Less than one-third of migrants apprehended by Border Patrol agents were criminally prosecuted in May, according to a report released on Tuesday by the Transactional Access Records Access Clearinghouse, a nonpartisan research center at Syracuse University. Case-by-case records analyzed by TRAC show that 9,216 people were prosecuted along the southern border in May following referrals from Customs and Border Protection, a division of the Department of Homeland Security. More than 40,000 adults and children were apprehended by Border Patrol agents in May. After excluding children, who were not targeted for prosecution, TRAC found that “a generous estimate indicates criminal prosecutions were still at most only 32 percent of total Border Patrol apprehensions.”
Border Patrol agents apprehended more than 24,000 adults traveling without children who crossed the border in May, meaning that the Justice Department could have increased prosecutions for illegal entry without prosecuting any parents and separating families. “The so-called zero-tolerance policy didn’t as a practical matter eliminate prosecutorial discretion,” TRAC concluded. “Since less than one out of three adults were actually prosecuted, CBP personnel had to choose which individuals among those apprehended to refer to federal prosecutors.” The total number of prosecutions in May increased 11 by percent compared with April and 44 percent compared with March.

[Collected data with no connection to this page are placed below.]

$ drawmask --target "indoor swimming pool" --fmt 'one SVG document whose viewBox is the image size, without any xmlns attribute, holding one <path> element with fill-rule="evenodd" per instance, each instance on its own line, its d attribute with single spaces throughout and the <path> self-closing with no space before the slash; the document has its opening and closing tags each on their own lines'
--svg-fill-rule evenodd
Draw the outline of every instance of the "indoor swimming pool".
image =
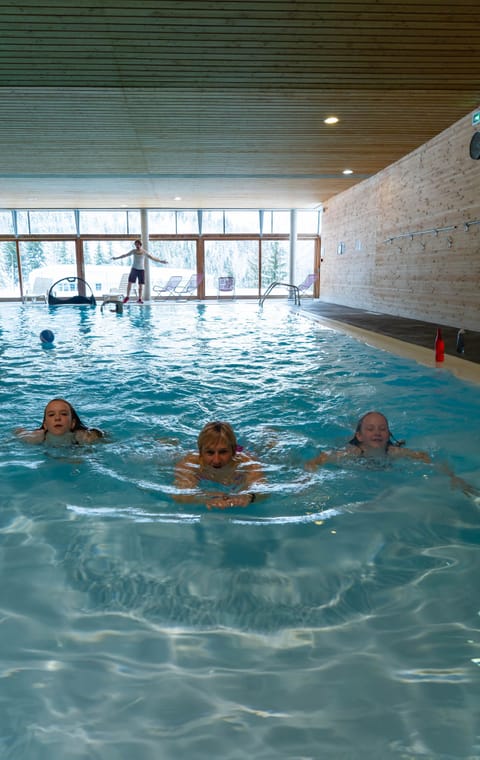
<svg viewBox="0 0 480 760">
<path fill-rule="evenodd" d="M 53 344 L 40 341 L 51 330 Z M 279 302 L 0 306 L 0 757 L 478 760 L 480 394 Z M 29 445 L 54 397 L 105 431 Z M 383 411 L 415 460 L 306 463 Z M 264 498 L 174 499 L 230 422 Z"/>
</svg>

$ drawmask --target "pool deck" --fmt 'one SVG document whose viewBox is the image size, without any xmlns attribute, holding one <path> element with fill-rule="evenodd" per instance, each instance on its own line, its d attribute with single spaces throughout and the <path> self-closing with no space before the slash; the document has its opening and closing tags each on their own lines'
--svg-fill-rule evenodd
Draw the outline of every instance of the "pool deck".
<svg viewBox="0 0 480 760">
<path fill-rule="evenodd" d="M 444 368 L 464 380 L 480 384 L 480 332 L 466 330 L 465 353 L 458 354 L 459 328 L 363 311 L 320 299 L 302 299 L 300 311 L 326 326 L 341 329 L 386 351 Z M 437 326 L 442 328 L 445 341 L 445 361 L 441 364 L 435 362 L 434 353 Z"/>
</svg>

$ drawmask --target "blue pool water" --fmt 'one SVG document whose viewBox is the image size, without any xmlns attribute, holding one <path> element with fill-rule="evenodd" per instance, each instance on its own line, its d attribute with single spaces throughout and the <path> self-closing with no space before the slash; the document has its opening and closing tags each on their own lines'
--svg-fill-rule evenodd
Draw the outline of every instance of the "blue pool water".
<svg viewBox="0 0 480 760">
<path fill-rule="evenodd" d="M 476 501 L 304 468 L 376 408 L 480 488 L 478 387 L 274 303 L 5 304 L 0 351 L 2 760 L 480 758 Z M 105 441 L 16 439 L 54 396 Z M 172 499 L 213 419 L 264 463 L 248 509 Z"/>
</svg>

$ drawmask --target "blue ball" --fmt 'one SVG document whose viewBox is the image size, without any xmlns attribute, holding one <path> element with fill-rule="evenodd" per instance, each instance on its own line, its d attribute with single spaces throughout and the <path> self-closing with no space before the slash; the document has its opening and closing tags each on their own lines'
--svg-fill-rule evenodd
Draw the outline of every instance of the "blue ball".
<svg viewBox="0 0 480 760">
<path fill-rule="evenodd" d="M 53 343 L 55 340 L 55 335 L 51 330 L 42 330 L 40 333 L 40 340 L 42 343 Z"/>
</svg>

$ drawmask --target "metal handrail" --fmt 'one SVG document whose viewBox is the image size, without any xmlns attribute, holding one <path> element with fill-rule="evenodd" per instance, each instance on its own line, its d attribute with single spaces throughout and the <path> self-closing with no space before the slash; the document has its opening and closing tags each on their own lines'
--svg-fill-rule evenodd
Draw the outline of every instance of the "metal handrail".
<svg viewBox="0 0 480 760">
<path fill-rule="evenodd" d="M 276 288 L 277 285 L 281 285 L 284 288 L 290 288 L 290 290 L 293 290 L 293 293 L 295 296 L 295 306 L 300 306 L 300 290 L 298 288 L 298 285 L 292 285 L 291 282 L 272 282 L 266 289 L 260 301 L 258 302 L 259 306 L 263 306 L 263 302 L 265 301 L 266 298 L 268 298 L 272 290 Z"/>
</svg>

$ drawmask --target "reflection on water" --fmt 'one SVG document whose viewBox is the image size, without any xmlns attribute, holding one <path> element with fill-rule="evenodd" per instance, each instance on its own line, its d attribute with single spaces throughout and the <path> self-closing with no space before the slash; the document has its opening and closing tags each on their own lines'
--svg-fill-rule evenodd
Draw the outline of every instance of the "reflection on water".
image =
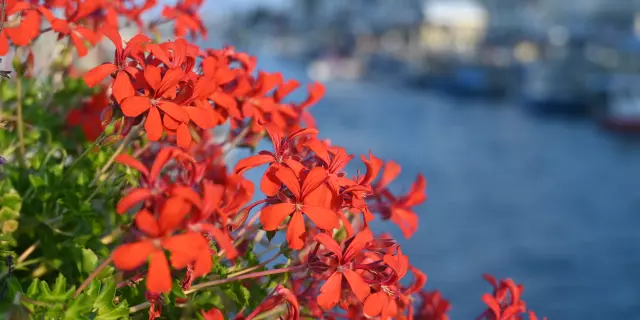
<svg viewBox="0 0 640 320">
<path fill-rule="evenodd" d="M 261 58 L 261 68 L 306 78 Z M 639 145 L 588 121 L 381 84 L 328 83 L 313 112 L 323 137 L 401 163 L 397 188 L 425 174 L 429 200 L 403 250 L 451 300 L 452 319 L 483 310 L 483 272 L 523 283 L 550 319 L 640 319 Z"/>
</svg>

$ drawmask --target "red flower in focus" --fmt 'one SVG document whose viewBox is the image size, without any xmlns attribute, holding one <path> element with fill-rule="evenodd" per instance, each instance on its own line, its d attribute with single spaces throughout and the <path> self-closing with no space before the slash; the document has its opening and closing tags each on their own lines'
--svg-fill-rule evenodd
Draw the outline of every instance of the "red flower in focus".
<svg viewBox="0 0 640 320">
<path fill-rule="evenodd" d="M 176 97 L 176 88 L 182 77 L 184 72 L 180 68 L 169 69 L 163 76 L 160 68 L 148 65 L 144 69 L 144 79 L 148 84 L 146 95 L 134 95 L 122 101 L 122 113 L 127 117 L 135 118 L 147 113 L 144 129 L 150 141 L 158 141 L 162 137 L 165 125 L 178 127 L 174 124 L 189 121 L 189 114 L 181 106 L 167 100 Z M 161 115 L 160 111 L 164 114 Z M 178 139 L 181 135 L 191 135 L 186 126 L 178 127 Z"/>
<path fill-rule="evenodd" d="M 274 152 L 260 151 L 258 155 L 241 159 L 233 171 L 236 174 L 242 174 L 257 166 L 269 164 L 269 168 L 267 168 L 262 180 L 260 180 L 260 190 L 267 196 L 273 197 L 278 193 L 281 186 L 281 181 L 276 177 L 276 172 L 280 168 L 289 167 L 296 174 L 304 169 L 304 166 L 299 161 L 292 158 L 291 144 L 293 139 L 305 134 L 315 135 L 318 131 L 315 129 L 301 129 L 288 137 L 283 137 L 282 131 L 272 124 L 265 124 L 264 128 L 271 138 Z"/>
<path fill-rule="evenodd" d="M 171 291 L 171 271 L 164 250 L 171 252 L 172 266 L 181 269 L 195 260 L 202 249 L 209 245 L 196 232 L 172 234 L 190 210 L 188 202 L 170 198 L 162 206 L 158 219 L 147 210 L 138 212 L 135 223 L 144 235 L 138 242 L 123 244 L 114 250 L 115 266 L 125 271 L 134 270 L 149 259 L 147 290 L 153 293 Z"/>
<path fill-rule="evenodd" d="M 260 222 L 262 222 L 264 230 L 276 230 L 284 219 L 291 216 L 287 229 L 287 242 L 290 248 L 299 250 L 304 247 L 303 213 L 320 229 L 333 230 L 340 227 L 338 215 L 325 208 L 324 199 L 321 198 L 323 193 L 320 189 L 323 188 L 327 178 L 327 173 L 323 168 L 311 169 L 302 179 L 302 183 L 290 168 L 282 167 L 275 175 L 287 186 L 292 194 L 292 199 L 286 199 L 288 202 L 272 204 L 262 209 Z"/>
<path fill-rule="evenodd" d="M 320 288 L 318 304 L 324 309 L 332 309 L 342 296 L 343 279 L 347 280 L 358 300 L 364 302 L 370 293 L 369 284 L 355 271 L 354 264 L 355 258 L 373 240 L 371 232 L 369 230 L 361 231 L 345 242 L 344 249 L 340 249 L 340 245 L 324 233 L 318 234 L 316 239 L 333 254 L 333 256 L 325 256 L 322 260 L 315 262 L 315 264 L 321 264 L 323 268 L 331 270 L 327 281 Z"/>
<path fill-rule="evenodd" d="M 127 63 L 127 58 L 131 57 L 135 50 L 140 46 L 151 41 L 146 36 L 138 34 L 131 38 L 127 45 L 122 47 L 122 38 L 118 30 L 111 26 L 102 28 L 104 33 L 111 42 L 116 46 L 115 57 L 113 63 L 103 63 L 84 74 L 84 82 L 90 88 L 96 86 L 110 74 L 116 72 L 115 82 L 113 83 L 113 96 L 118 103 L 126 97 L 135 94 L 131 78 L 135 77 L 139 70 L 135 67 L 135 62 Z"/>
</svg>

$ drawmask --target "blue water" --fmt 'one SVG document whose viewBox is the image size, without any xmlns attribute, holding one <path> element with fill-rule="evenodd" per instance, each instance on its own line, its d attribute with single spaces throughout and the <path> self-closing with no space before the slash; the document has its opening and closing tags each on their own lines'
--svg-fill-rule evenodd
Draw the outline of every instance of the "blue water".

Sessions announced the zero-tolerance policy in April, telling federal prosecutors along the border that they should take up all DHS referrals for illegal entry into the United States. One month later, Sessions unveiled a new initiative under which DHS would refer all illegal entry cases for prosecution. “And the Department of Justice will take up as many of those cases as humanly possible until we get to 100 percent,” Sessions said.
The Trump administration has not explained how it chose whom to prosecute beyond saying that no one would be exempt under the zero-tolerance initiative and that everyone would be subject to potential prosecution. The obvious explanation for prosecuting parents was that Sessions and the Trump administration wanted to deter families from crossing the border without authorization. Yet at a June White House press briefing two days before Trump rescinded his family separation policy, a reporter asked Homeland Security Secretary Kirstjen Nielsen if the Trump administration was intentionally separating families. “I find that offensive,” Nielsen replied. “No. Because why would I ever create a policy that purposely does that?”
“Perhaps a deterrent?” the reporter followed up. “No,” she said with visible exasperation.
Sessions was more candid in an interview with Fox News that aired later that night. Not prosecuting parents had driven more families to cross the border illegally, he told Laura Ingraham. “So yes,” Sessions continued, “hopefully people will get the message and come through the border at the port of entry and not break across the border unlawfully.”